Prediction of protein-protein interaction sites between Russell's viper PLA2 and the γ-phospholipase inhibitor PIP from the amino acid frequency distribution of a bio-panned peptide set.

Abstract

We screened a random peptide phage display library using Russell's viper venom phospholipase A2 (RV-PLA2) as bait. Sequence information from the resulting set of bio-panned heptapeptides was analyzed and mined to determine likely sites of interaction between two subunits of RV-PLA2 homo dimers and between RV-PLA2 and the γPLA2 inhibitor PIP from Malayopython reticulatus. This was accomplished in part by sequence alignment of the affinity-selected peptides with the sequences of RV-PLA2 and PIP. Because similarity scores calculated from sequence alignments proved inadequate to determine interaction interfaces accurately for RV-PLA2 dimers, we explored the use of amino acid frequency-based interactions scores (SFI/SFIN) for a more accurate prediction of protein-protein interaction sites. Heptamers with elevated SFI(N) scores were compared to interfaces of interaction observed in crystal structures of RV-PLA2 homodimers and to sites of interaction predicted by protein-protein docking between structures of RV-PLA2 and model of PIP. Segments with a high density of protein-protein contacts coincided with heptamer sequences exhibiting SFI and/or SFIN scores significantly above average, in both RV-PLA2 homodimers and in RV-PLA2 γPLI heteromeric structures. Elevated SFI and SFIN scores were associated with peptide function since the heptamers with some of the highest SFI and SFI(N) scores, LPGLPLS, GLPLSLQ and SLQNGLY constitute the known PLA2 inhibitor P-PB.I (LPGLPLSLQNGLY) while KLGRVDI, and WDGVYIR, constitute PIP-17 (LGRVDIHVWDGVYIRGR), IC50 for hsPLA2: 5.3 μM. A graph showing the alignment of maxima between SFI scores and average solvent accessibility (per heptamer) suggests that solvent accessibility is a major driver of both protein-protein interaction and phage selection. Insights We show by computational methods that in sets of small phage-displayed peptides of the same length selected for binding to the same target protein, amino acids contributing to binding at a particular position occur at higher frequencies than in random peptides.

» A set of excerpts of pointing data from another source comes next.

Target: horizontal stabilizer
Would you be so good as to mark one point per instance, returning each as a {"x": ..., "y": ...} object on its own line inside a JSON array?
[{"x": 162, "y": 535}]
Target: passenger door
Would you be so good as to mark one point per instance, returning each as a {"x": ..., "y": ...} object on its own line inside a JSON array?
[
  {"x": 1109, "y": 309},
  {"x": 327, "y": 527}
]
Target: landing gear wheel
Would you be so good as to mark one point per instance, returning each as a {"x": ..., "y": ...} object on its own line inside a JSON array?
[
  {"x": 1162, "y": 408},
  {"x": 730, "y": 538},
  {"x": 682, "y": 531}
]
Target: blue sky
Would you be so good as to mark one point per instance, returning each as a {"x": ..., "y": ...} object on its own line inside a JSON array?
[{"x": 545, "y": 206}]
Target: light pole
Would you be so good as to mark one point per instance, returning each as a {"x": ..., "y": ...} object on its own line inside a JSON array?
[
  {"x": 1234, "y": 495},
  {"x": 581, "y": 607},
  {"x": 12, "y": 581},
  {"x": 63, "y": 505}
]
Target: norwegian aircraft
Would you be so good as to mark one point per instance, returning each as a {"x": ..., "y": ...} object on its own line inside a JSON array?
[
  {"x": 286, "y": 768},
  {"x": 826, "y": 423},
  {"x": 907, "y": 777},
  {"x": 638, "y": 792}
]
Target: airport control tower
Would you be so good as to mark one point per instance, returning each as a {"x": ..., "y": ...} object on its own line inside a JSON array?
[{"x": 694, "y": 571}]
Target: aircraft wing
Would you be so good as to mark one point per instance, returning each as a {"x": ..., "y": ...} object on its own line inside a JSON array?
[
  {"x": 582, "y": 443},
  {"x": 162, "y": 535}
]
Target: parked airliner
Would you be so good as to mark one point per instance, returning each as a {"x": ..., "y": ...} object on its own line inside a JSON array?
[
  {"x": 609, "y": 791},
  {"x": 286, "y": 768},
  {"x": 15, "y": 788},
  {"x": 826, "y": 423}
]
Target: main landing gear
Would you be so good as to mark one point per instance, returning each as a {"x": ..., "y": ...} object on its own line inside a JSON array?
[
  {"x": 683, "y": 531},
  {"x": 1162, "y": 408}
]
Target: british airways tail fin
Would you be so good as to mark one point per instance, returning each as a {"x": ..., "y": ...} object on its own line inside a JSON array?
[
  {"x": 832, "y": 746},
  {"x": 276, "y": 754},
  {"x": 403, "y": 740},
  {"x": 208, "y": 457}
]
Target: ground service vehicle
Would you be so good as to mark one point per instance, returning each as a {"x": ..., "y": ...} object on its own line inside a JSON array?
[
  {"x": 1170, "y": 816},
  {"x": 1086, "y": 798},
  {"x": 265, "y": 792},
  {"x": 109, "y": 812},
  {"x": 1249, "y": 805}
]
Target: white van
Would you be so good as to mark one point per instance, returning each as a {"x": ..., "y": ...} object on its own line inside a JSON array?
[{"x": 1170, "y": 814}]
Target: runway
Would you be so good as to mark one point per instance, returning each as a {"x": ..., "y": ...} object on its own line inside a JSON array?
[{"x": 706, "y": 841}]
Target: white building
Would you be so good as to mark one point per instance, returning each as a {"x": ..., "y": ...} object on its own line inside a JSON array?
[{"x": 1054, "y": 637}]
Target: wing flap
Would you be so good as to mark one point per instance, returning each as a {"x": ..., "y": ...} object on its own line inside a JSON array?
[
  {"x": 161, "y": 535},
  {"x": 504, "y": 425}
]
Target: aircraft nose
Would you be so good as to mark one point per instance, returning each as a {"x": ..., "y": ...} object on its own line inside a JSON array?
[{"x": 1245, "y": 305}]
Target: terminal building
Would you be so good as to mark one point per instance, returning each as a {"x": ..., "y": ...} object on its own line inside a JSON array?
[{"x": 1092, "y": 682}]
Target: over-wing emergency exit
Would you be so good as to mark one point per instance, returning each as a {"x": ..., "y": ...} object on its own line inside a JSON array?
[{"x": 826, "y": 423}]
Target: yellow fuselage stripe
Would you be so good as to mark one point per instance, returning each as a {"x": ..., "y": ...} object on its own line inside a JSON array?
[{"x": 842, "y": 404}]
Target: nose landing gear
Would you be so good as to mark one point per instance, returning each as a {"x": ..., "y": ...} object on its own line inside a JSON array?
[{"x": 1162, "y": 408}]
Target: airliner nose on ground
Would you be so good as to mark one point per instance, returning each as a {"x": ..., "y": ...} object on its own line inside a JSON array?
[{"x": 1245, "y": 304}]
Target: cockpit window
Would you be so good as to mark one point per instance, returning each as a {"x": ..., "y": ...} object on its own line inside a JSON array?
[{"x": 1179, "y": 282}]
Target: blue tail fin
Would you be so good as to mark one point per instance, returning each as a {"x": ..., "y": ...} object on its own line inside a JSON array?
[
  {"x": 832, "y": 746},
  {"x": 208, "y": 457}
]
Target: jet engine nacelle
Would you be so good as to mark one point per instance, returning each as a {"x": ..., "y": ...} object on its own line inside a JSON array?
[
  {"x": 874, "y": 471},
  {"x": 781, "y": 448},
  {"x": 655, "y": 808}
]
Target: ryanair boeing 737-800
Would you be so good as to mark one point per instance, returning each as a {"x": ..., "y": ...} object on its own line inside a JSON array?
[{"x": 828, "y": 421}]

This position-specific selection of particular amino acids can be detected in the position-specific amino acid frequency distribution of that set of selected peptides. Therefore, when this position-specific amino acid frequency is mapped back onto a particular amino acid sequence of the same length, the sum of these frequencies can function as a measure of enrichment of selected amino acids.